I have been privately entertaining a hypothesis that I admit is somewhat goofy but that I find appealing nonetheless.
I think Lucas is clearly uncomfortable with how seriously many people take the Star Wars universe. For a not insubstantial segment of the fan base, the core movies are taken as an equivalent to Holy Scripture. Consider how the hardcore people know which of the comics, novels, games, and assorted ephemera can be taken as “canon” and which cannot. It’s just a movie, for crying out loud: yes, it’s based on ancient mythological structures and thus has powerful narrative resonance, but it’s still just a movie. And the degree to which people have embraced the story and its world is understandably distressing to its creator. (One wonders if Roddenberry had similar feelings about what happened to Trek.)
So my hypothesis is this: Lucas is messing with the movies, creating alternate versions and including elements that remind you it’s just a movie, in order to short-circuit the process by which powerful myth makes the transition into True Scripture.* If there are five or six mutually contradictory versions of a movie’s story, all endorsed by the creator at various points, then no one version can be said to be “official,” which is one step short of “real,” insofar as that means anything in a work of fiction. Lucas keeps saying the previous versions don’t exist and whatever he’s offering at the time is the only one, but most of us have the original trilogy on videotape, thus making the assertions of their nonexistence ridiculous. Lucas may be a lot of things, but he isn’t stupid, and he knows that claim simply won’t fly; the previous versions exist just as much as the new ones, side by side, with all the flaws and divergences that have accumulated over time.

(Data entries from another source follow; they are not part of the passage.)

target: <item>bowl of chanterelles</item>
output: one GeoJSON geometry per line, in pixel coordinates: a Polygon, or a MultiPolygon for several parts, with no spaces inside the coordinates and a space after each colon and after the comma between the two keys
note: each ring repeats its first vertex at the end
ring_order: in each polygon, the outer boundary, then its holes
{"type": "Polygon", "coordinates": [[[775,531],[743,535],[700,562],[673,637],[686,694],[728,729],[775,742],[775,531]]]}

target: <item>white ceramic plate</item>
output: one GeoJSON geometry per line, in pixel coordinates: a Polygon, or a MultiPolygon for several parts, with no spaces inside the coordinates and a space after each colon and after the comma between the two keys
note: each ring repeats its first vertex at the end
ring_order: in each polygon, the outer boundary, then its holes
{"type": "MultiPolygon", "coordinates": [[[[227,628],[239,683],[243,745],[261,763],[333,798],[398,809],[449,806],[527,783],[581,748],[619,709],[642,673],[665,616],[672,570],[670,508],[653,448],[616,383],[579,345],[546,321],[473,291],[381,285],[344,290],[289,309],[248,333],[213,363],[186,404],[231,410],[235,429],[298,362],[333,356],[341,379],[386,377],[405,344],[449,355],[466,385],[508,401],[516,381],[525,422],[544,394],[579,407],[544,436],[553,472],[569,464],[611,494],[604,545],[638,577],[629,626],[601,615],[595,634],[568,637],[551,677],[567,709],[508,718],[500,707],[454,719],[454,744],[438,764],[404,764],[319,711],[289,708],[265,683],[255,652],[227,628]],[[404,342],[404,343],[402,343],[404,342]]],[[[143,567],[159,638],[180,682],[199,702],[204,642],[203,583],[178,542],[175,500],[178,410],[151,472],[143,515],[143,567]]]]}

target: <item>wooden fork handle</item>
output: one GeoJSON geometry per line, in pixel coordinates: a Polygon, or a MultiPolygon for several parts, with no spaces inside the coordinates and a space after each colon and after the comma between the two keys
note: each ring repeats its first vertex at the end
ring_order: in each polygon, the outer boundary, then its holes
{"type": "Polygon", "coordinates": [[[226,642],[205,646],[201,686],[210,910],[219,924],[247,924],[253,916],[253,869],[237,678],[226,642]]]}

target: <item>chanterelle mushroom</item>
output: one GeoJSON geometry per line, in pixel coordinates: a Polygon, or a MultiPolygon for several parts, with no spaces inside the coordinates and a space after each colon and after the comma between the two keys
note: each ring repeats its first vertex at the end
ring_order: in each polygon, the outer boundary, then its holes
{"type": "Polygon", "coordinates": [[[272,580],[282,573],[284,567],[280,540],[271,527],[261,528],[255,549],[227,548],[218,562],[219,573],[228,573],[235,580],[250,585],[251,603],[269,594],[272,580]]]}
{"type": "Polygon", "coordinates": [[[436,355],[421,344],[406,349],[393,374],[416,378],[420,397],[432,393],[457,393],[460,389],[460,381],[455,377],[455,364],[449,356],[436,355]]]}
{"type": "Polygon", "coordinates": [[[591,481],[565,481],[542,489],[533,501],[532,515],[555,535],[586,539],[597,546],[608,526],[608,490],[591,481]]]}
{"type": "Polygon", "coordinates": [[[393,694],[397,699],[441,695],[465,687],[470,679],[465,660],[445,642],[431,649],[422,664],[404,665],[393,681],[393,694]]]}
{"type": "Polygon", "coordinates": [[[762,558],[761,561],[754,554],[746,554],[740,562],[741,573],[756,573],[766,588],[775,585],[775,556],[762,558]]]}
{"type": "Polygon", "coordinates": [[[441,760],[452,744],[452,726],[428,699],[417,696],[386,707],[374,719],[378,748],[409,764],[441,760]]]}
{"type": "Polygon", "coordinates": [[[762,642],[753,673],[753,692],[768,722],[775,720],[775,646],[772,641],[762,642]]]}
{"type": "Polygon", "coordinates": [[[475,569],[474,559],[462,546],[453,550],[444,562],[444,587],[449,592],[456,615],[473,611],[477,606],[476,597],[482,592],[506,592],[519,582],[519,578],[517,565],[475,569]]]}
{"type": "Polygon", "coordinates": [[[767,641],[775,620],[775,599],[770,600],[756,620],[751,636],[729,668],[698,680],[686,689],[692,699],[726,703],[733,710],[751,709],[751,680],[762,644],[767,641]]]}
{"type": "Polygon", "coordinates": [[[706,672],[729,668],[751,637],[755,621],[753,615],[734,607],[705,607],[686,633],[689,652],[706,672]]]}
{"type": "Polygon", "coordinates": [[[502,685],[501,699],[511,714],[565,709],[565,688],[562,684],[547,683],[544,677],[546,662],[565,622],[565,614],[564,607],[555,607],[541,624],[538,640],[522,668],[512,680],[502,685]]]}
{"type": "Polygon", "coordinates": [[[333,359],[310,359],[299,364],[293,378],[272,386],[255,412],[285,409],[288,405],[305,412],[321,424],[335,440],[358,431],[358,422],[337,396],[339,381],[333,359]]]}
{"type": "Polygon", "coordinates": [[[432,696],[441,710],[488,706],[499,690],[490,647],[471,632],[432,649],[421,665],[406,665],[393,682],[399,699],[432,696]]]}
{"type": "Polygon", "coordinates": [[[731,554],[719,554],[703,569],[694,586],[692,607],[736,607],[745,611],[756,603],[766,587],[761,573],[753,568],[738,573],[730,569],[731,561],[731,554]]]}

In short: The original vision arrived with startling and powerful clarity, and was a siren call to a generation at loose ends with traditional beliefs; and Lucas, looking ahead to the future, has decided to muddy the waters rather than be held responsible for creating a monster that escaped his control through inattention.
(Of course, differing versions haven’t stopped Christians, for example, for holding up the King James or the New Revised or any of the other varying adaptations of the original ancient Biblical texts as being superior to one another, so Lucas may be trying to divert the Mississippi with a krazy straw, as it were.)
Now, I know this is kind of a far-out hypothesis, and I’m offering it not because I believe it’s completely true but more because I find it interesting and appealing on a certain level, and it’s a lot more satisfying for explaining why Lucas has been doing what he’s been doing to the SW universe than simply concluding that he’s lost touch with reality, which is, to me, the only other rational explanation.
*I’ve been vaguely considering starting a thread to consider which modern-era works of art and fiction are most likely to evolve into full-scale religious phenomena over the coming centuries, using “Star Wars” and this particular take on it as a starting point, but also including Tolkein, Trek, Buffy, the Beatles, and so on. Any interest?